Paris, entre autres, mais bon

de nos situations du Maghreb, d’Egypte, si l’Egypte n’est pas du Maghreb, s’il y a lieu de les distinguer

de la ville entre les deux plus grandes villes situées sur l’Atlantique, côte Ouest,

d’Afrique du Nord

du parking au Caire,

de la terrasse,

de la chambre où je suffoque Hay Nahda,

de la villa qui te cloître,

de l’après-midi qui ne tarit pas à Halfaouine,

de la manifestation où la main de l’amie, très moite dans la tienne disait restons, et disait partons tout à la fois,

Nous avons dit : il faut trouver des formes, à partir de ces situations-là. Il faut du jeu peut-être. Jouer avec tous ces regards qu’on porte les uns sur les autres, et ceux qui portent sur nous. Yeux magiques et yeux mornes,  qu’on ne peut en tous cas pas faire semblant de n’avoir jamais vus. On joue déjà voyez. Ils sont à notre surface, on les trouve dans notre ventre -les yeux- il nous arrive d’en avoir le souvenir, et parfois on les anticipe.

Mais de ces situations-là, devons-nous faire de la littérature ? Comme s’il ne s’agissait que de ça, de qui regarde et de comment, et comme si on pouvait changer quelque chose à ça, les yeux dans leurs trajectoires, avec de la littérature non instituée.

Lorsque nous cherchons à écrire, nous l’avons dit, c’est tout penchés sur nous-mêmes que nous sommes. C’est quelque chose de très intérieur, nous ne sommes alignés sur aucune virulence qui serait un devoir abstrait. Si toi, tu veux dire que tu as été amoureux de Mohammed et que Mohammed a perdu ses lunettes et sa canne dans un puits ou dans un ravin, ou broyés par un chauffard et que c’était la première fois que pour le guider tu lui as donné la main, et que voilà tout ce qui te brûle la paume, te creuse les cernes, depuis que tu as eu les mots à la bouche, nul ne pourra te dire, ravise-toi, ton texte n’est pas l’urgence que nous attendons.
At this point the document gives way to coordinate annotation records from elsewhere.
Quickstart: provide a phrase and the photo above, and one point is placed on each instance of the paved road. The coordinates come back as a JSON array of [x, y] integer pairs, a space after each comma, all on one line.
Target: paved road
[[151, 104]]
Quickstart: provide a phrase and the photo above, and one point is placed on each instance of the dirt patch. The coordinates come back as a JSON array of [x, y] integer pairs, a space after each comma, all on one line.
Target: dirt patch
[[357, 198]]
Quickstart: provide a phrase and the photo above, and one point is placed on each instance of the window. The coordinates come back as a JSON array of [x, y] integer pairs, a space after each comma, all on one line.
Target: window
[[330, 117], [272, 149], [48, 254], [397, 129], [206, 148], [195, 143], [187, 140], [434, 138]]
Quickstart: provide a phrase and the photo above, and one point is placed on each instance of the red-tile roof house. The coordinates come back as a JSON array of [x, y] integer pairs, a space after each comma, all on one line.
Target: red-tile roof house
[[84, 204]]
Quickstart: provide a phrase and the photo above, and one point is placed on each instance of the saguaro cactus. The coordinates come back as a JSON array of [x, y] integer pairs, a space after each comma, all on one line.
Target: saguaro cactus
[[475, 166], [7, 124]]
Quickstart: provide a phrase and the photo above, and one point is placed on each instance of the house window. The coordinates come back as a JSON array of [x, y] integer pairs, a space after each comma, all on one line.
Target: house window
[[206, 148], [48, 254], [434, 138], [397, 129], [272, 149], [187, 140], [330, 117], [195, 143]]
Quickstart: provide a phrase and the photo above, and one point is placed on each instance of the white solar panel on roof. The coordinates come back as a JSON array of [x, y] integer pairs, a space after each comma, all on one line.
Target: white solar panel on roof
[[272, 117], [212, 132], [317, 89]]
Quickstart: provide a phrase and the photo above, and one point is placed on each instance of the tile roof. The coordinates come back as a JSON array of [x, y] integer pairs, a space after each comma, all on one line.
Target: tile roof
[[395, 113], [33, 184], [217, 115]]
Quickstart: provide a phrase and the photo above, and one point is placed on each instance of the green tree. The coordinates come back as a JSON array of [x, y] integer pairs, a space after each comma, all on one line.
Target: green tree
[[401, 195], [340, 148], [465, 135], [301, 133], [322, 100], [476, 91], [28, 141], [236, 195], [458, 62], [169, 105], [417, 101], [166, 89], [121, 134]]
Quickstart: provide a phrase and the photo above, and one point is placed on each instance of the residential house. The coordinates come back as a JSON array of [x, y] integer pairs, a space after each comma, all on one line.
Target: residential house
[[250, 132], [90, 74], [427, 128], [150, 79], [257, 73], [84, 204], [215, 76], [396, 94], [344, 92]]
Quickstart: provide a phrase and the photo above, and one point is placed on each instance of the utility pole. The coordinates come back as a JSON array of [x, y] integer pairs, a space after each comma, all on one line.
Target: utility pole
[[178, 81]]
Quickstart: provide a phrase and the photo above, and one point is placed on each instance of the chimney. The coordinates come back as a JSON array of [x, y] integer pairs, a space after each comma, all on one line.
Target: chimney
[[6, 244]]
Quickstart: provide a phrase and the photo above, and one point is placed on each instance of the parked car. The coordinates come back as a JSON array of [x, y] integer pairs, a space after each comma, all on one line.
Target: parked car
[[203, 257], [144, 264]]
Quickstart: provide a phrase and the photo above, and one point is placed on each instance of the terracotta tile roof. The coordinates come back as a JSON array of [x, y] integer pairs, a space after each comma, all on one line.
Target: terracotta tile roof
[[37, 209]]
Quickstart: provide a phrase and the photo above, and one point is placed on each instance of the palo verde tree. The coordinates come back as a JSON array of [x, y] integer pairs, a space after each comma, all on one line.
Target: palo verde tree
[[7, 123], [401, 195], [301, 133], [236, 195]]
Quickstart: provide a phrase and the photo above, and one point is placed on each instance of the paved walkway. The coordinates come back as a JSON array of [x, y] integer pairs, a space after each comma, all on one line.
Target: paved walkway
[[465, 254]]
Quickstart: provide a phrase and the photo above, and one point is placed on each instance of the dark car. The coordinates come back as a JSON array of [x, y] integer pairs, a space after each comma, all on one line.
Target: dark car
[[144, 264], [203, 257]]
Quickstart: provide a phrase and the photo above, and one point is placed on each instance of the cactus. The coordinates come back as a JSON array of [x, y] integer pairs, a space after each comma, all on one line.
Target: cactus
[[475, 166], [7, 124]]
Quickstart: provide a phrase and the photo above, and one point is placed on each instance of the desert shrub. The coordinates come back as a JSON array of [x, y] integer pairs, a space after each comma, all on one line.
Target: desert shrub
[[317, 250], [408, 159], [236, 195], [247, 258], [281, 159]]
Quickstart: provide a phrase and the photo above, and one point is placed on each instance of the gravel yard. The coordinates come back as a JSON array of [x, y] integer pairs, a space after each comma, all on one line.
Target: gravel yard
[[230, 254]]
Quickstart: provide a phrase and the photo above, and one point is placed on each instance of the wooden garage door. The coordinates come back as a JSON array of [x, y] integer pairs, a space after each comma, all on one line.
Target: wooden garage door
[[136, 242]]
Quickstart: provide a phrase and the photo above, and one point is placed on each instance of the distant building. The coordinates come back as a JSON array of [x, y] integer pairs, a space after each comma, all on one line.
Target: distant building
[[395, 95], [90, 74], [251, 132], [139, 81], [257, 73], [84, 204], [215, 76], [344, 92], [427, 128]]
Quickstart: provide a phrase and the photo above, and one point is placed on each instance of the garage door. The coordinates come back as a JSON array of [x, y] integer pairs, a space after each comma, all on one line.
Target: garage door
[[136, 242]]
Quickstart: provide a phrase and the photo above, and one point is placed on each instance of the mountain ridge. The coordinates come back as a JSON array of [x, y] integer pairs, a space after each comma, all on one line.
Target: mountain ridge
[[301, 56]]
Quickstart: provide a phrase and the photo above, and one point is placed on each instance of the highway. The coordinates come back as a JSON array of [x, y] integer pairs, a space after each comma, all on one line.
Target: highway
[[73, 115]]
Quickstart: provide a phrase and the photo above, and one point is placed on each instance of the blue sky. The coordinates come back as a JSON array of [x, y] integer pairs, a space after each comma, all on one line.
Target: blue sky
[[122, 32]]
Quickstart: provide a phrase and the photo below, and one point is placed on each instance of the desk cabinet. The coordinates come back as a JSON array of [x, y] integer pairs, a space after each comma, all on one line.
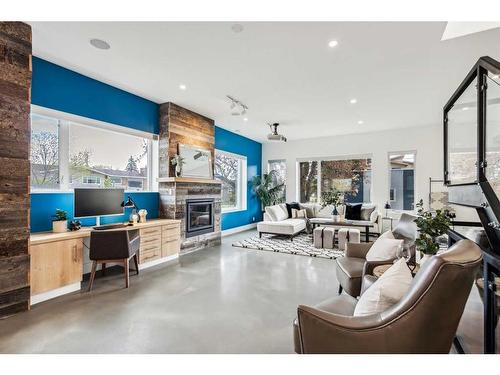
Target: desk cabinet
[[55, 264]]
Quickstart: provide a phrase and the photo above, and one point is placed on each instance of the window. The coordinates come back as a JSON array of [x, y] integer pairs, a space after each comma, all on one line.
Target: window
[[402, 180], [231, 170], [350, 176], [66, 154], [308, 181], [280, 176]]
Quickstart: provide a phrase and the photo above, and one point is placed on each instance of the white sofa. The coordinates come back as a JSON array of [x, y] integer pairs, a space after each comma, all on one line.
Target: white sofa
[[276, 219]]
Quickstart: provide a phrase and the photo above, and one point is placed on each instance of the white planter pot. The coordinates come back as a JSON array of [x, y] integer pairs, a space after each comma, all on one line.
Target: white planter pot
[[60, 226]]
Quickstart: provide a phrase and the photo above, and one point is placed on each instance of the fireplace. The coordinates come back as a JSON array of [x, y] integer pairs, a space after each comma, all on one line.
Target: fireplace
[[199, 216]]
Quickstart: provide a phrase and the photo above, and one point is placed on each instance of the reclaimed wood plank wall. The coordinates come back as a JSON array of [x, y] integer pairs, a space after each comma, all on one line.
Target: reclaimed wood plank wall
[[15, 95], [180, 125]]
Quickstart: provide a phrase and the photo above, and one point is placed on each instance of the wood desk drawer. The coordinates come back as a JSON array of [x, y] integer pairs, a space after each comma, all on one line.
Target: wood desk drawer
[[147, 232], [170, 247]]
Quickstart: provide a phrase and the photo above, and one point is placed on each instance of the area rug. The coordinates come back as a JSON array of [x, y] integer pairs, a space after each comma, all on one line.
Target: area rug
[[301, 245]]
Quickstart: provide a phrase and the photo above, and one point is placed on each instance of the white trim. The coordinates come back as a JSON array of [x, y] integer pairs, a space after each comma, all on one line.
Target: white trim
[[80, 120], [55, 293], [239, 229], [153, 263]]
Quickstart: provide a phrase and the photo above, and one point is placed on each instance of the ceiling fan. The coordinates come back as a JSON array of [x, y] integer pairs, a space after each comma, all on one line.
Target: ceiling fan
[[274, 135]]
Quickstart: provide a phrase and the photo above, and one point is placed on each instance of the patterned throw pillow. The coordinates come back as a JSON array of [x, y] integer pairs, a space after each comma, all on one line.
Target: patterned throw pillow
[[299, 214]]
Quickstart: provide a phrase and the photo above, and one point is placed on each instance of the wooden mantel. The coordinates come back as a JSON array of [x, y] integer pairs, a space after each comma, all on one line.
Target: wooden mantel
[[188, 179]]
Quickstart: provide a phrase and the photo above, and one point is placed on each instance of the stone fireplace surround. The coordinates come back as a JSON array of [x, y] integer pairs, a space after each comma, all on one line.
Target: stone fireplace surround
[[180, 125]]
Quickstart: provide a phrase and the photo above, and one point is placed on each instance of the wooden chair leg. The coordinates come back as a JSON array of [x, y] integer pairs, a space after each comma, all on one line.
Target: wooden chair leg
[[127, 272], [92, 274], [136, 264]]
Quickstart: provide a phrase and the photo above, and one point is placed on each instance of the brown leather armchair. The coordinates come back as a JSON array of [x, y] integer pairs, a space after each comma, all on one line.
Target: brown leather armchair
[[353, 265], [424, 321]]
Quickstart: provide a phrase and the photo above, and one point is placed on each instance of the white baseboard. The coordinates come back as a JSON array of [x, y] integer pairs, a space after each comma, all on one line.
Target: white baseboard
[[239, 229], [158, 261], [55, 293]]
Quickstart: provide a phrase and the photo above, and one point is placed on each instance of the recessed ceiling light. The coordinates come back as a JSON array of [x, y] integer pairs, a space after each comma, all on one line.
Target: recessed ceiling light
[[237, 27], [99, 43]]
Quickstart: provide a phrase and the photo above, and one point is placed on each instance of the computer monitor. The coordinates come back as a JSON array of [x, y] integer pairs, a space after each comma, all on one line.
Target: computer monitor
[[98, 202]]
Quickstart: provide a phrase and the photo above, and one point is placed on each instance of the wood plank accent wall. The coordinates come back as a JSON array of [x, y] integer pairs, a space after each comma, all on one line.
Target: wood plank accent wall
[[15, 95], [180, 125]]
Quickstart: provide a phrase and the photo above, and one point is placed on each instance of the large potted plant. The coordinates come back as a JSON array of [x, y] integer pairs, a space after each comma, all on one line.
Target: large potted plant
[[333, 198], [267, 190], [430, 225], [60, 221]]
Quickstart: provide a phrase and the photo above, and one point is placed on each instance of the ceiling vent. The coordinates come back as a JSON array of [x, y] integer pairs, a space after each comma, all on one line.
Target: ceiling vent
[[274, 136]]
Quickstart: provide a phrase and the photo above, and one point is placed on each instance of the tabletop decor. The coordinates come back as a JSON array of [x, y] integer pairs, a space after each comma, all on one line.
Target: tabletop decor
[[430, 225], [60, 221], [334, 198]]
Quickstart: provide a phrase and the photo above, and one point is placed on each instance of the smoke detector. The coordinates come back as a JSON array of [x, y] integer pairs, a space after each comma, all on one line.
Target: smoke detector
[[274, 136]]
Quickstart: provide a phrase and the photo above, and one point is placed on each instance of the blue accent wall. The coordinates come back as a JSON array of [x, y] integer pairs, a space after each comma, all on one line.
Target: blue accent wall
[[64, 90], [44, 205], [237, 144]]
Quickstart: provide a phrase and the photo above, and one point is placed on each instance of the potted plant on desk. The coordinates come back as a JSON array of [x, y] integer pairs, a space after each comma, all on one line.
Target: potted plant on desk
[[332, 198], [430, 225], [60, 222]]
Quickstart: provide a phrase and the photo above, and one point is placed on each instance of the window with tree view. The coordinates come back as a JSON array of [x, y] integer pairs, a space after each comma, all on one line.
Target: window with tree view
[[230, 169], [66, 155]]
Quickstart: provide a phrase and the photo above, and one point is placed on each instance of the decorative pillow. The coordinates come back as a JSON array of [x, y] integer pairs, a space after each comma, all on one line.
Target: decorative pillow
[[310, 209], [353, 211], [277, 213], [386, 291], [366, 212], [290, 206], [384, 249], [299, 214]]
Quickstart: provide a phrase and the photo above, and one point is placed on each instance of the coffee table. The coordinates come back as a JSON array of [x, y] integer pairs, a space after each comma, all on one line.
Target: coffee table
[[343, 223]]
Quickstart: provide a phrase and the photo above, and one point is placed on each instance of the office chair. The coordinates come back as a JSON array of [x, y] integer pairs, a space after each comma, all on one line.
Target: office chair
[[113, 246]]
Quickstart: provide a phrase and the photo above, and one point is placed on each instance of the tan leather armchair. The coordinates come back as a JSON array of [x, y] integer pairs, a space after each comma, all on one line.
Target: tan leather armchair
[[424, 321], [353, 265]]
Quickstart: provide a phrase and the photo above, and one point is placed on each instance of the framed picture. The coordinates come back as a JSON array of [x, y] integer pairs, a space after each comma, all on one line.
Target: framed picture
[[197, 161]]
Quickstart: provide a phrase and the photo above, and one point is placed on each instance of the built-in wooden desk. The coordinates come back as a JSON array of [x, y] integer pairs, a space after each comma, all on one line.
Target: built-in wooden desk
[[57, 258]]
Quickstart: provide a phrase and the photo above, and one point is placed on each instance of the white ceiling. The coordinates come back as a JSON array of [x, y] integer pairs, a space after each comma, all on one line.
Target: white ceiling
[[400, 73]]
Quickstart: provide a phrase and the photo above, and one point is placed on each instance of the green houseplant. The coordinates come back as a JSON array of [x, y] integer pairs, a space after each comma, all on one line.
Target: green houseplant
[[266, 189], [60, 221], [332, 197], [430, 225]]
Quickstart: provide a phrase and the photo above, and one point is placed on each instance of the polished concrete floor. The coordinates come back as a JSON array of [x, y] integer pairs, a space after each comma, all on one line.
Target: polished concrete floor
[[218, 300]]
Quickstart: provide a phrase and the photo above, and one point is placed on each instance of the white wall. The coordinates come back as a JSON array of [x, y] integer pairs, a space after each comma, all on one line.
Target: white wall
[[425, 141]]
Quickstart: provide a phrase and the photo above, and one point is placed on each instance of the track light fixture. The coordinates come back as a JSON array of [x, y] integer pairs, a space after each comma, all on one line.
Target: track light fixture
[[237, 107]]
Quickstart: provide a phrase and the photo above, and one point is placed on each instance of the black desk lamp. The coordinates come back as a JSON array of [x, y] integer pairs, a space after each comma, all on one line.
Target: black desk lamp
[[130, 203], [387, 207]]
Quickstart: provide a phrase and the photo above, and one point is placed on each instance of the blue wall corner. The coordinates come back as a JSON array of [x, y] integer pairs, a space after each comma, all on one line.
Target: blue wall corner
[[64, 90], [44, 205], [237, 144]]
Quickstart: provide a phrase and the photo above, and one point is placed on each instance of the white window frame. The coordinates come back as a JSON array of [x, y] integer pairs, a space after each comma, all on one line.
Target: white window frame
[[389, 177], [63, 138], [242, 181], [319, 160]]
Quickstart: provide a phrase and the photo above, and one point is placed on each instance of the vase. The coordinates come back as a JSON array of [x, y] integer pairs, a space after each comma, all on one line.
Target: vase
[[60, 226]]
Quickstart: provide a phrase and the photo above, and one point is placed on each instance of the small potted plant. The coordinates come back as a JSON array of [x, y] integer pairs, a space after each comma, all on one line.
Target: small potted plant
[[178, 162], [430, 225], [60, 221], [334, 198]]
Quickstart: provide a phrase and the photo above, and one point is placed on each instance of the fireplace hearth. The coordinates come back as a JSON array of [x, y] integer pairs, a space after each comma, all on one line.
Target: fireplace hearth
[[199, 216]]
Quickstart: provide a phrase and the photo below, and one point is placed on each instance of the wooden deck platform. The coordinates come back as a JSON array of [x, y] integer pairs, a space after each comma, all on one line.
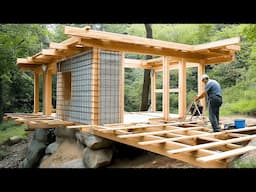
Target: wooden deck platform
[[188, 141]]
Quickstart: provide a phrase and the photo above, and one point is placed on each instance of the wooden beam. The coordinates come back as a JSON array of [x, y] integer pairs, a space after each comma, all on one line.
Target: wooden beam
[[135, 63], [166, 78], [216, 44], [95, 86], [51, 52], [212, 144], [187, 157], [180, 138], [182, 88], [124, 38], [153, 93], [226, 154], [122, 87], [58, 46], [234, 47], [157, 132], [173, 90], [36, 92], [221, 59], [48, 93], [133, 48], [26, 61], [201, 85]]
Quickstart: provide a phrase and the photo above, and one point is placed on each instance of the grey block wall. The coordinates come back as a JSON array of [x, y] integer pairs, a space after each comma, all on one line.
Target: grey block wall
[[79, 108]]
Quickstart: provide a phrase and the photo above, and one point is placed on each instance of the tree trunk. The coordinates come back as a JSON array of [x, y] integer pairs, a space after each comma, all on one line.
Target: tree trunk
[[147, 78], [1, 100]]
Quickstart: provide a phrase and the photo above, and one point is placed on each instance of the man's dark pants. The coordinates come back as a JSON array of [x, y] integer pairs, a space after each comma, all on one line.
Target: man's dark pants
[[214, 107]]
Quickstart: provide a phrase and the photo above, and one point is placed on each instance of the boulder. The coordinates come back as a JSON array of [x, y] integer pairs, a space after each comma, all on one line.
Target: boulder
[[51, 148], [77, 163], [34, 154], [64, 132], [41, 135], [93, 141], [97, 158], [15, 139]]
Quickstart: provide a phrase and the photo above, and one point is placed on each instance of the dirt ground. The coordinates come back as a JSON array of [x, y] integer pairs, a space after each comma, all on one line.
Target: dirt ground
[[15, 153], [70, 151], [66, 152]]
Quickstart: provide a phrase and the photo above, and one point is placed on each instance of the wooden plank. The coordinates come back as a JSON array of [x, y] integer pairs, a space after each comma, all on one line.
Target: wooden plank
[[219, 60], [182, 88], [179, 138], [26, 61], [51, 52], [95, 89], [213, 144], [186, 157], [234, 47], [105, 128], [58, 46], [125, 38], [216, 44], [173, 90], [48, 93], [156, 132], [166, 85], [122, 87], [226, 154], [153, 89], [201, 85], [36, 92], [79, 126], [133, 48], [136, 63]]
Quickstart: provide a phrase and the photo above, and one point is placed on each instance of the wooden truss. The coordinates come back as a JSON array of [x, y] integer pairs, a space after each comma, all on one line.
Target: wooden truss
[[186, 141], [171, 56]]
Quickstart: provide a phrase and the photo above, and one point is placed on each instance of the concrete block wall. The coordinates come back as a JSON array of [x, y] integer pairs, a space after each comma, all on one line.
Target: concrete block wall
[[79, 108]]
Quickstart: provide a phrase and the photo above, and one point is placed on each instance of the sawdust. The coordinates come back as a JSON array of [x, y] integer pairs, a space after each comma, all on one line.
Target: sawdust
[[66, 151]]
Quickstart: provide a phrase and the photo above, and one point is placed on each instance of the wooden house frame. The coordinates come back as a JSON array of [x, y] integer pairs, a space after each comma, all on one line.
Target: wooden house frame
[[187, 141]]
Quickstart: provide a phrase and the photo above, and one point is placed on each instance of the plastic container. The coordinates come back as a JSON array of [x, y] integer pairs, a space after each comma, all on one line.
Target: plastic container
[[240, 123]]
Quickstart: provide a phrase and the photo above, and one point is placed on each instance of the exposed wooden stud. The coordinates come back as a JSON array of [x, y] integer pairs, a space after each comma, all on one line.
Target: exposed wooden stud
[[216, 44], [122, 87], [153, 93], [48, 93], [226, 154], [182, 88], [166, 97], [201, 85], [174, 90], [36, 92], [95, 89]]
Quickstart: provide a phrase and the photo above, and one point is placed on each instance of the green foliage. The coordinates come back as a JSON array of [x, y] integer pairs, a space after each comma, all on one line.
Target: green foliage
[[18, 41], [237, 78], [3, 154], [9, 129]]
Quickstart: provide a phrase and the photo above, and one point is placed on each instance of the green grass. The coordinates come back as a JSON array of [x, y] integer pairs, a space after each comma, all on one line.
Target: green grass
[[3, 154], [9, 129]]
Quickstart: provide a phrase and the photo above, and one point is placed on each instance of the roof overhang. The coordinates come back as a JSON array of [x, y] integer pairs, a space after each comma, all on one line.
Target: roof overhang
[[82, 39]]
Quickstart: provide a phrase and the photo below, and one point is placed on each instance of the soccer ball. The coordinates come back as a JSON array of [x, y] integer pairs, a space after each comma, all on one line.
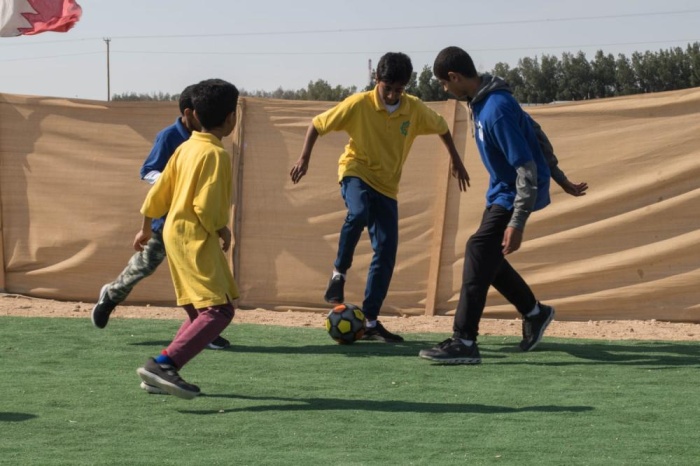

L’urgence que nous attendons, c’est toi singulier faiseur de textes, qui a le goût de les faire truculents, broyant du noir, à tes images exactement. Et aussi toi, faiseur de poèmes et de nouvelles dans lesquels tu cherches autre chose qu’à te lamenter ; et toi ironique dans ton pamphlet où tu joues avec les évidences que nous connaissons sur les mondes berbéro-arabes, coptes, musulmans, juifs, druzes, dis-moi-ce-que-j’oublie-car-j’oublie-sûrement.

Dans le premier numéro, nous mettons à plat, il n’y a pas de thème. Nous n’unifions pas nos contenus car notre volonté dans l’immédiat n’est pas de nous placer par rapport à la littérature existante. Nous sommes loin du désir de faire avant-garde, aussi peut-être parce que nous ne sommes pas en mesure de dire (où est et où en est) la littérature produite à partir de situations maghrébines, moyen-orientales et interstitielles.  Nous n’avons pas tranché la signification présente des formes littéraires concernées par ces situations. Ni celle du personnage vraisemblable, ni de celui qu’on a troué, ni la langue paisible, ni la langue maladroite, ni celle qui dit l’absence d’autres langues maternelles ou que même la mère a abandonnées, pas plus que la transposition des dialectes et langues de rue dans le texte écrit. Nous ne tranchons pas encore. Nous nous mettons en attente. Nous voulons d’abord accueillir un foisonnement de textes. C’est ainsi que nous imaginons le premier acte de l’histoire d’Asameena.